Termites may help the Daintree rainforest  regeneration

The humble termite might have a role to play in rainforest regeneration.

Termites, famously destructive, particularly in the tropics, are not popular in regenerated forests.  

But ecologist, Dr Baptiste Wijas, of the US-based Cary Institute and the University of Queensland, and a team of collaborators, have been using termites and fungi, both decomposers, to help predict forest health and carbon sequestration rates in replanted sections of Far North Queensland’s Daintree Rainforest.  

Rainforest regeneration research
Wood block wrapped in mesh with fungi spore (Image Amy Zanne)

“People tend to think that by just planting a diversity of trees, these rainforests will regenerate,” Wijas says, “but it’s worth thinking about, should we actually be putting in other organisms as well, to restore other ecosystem processes that help the forest function? In the context of regeneration, no one really thinks about it at all.” 

Forest research
Rainforest regeneration: Wood block wrapped in mesh with fungi spore (Image Amy Zanne)

Decomposers such as bacteria, fungi, termites and other insects are essential for recycling nutrients and carbon. Without such organisms, any rainforest would be piled with dead wood and, in the Daintree’s case, cassowary and possum poo.

Wijas and team set up wood blocks in 3 areas in the Daintree National Park to work out how well decomposers were doing. They compared an old growth site, with two which had been replanted, one 4 years previously, the other 8 years before. The rainforest regeneration sites had been cleared for pineapple, bananas and oil palm around 1900, but abandoned in the early 2000’s and replanted with forest trees in 2010 and 2014.

Blocks were checked for fungi and termites at 6-monthly intervals for four years, and decomposition measured.  

Old growth forest
Old growth forest (Image Alex Cheesman)

Tropical rainforest regeneration fieldwork can be challenging. “You’re sweating all the time, and there are plants that want to attack you everywhere,” said Wijas. In one year, the team experienced drought, flooding, fires, temperatures of 45oC, and “a zombie cyclone (Cyclone Nora) that caught us twice,” said Zanne. “It was an epic, biblical year.”

Fungi grew about the same in old growth and replanted forests, but termites were not so active in the new growth, with the wood blocks decaying more slowly. Wijas says this might have been down to number, diversity or maturity of termite colonies.

As slower nutrient and carbon cycling could harm regrowth health and future growth, he and the team came up with an innovative solution: transplant dead wood and its load of fungi and termites and other decomposers. New forests are short on dead wood, so this could stimulate decomposer communities.

“A young, regenerating forest doesn’t have a lot of deadwood in it,” says coauthor Dr Amy Zanne.. “So if you bring in these logs, you’re giving them some food to tide them over while they wait for parts of trees to start falling down.”

Termite mounds were also on the potential transplantation list, “which is something that no one’s really thought about either,” says Wijas.

Others are not so sure.

“I’m not sure I buy that,” says evolutional biologist Professor Nathan Lo of the University of Sydney. “You’d have to put in a hell of a lot to match the amount you have in Old Growth rainforests. I don’t think it’d be feasible to put in enough dead wood to get the termites going. I think you’ve just got to wait until those rainforests grow. It takes years for them to mature, and eventually you’ll get that dead wood being produced, then the termite numbers will rise accordingly. I’m not sure you can speed it up with the methods they’re using.”

Lo was not involved in the research.

The authors acknowledge that there are challenges in this approach to rainforest regeneration, not least of which would be convincing managers to transplant termites into their region. “Many people — forest managers included — don’t really like termites,” Wijas noted. “But they play an important role in having a healthy forest.”
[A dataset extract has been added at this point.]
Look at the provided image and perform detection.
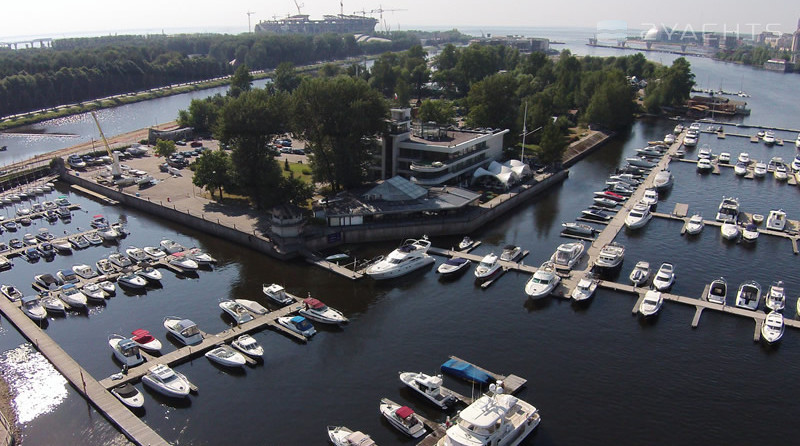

“I guess a young rainforest might also have different termites to it to an old growth rainforest”, says Lo. ”It’s not really well known. No one’s really done that. So, it’s good that they’ve done this study, because it opens up interesting questions about how rain forests develop, and what insects are needed to help them develop.”

“We think termites might be locking up carbon in their nests,” says Wijas. “When they eat wood, they’re not able to digest all of it, and so the faeces they use to build their nests could be quite carbon-rich. They may even lock up more carbon than they emit, but we just don’t know yet.”

“Termites and fungi are absolutely critical to forest function,” said Zanne. “It would be interesting to see who else returns to the regenerating forests if the termites are there — perhaps ants, lizards, and gliders that eat termites. Right now, we just don’t have any idea whether these organisms are coming back in these systems.”

The rainforest regeneration paper was published in the Journal of Applied Ecology.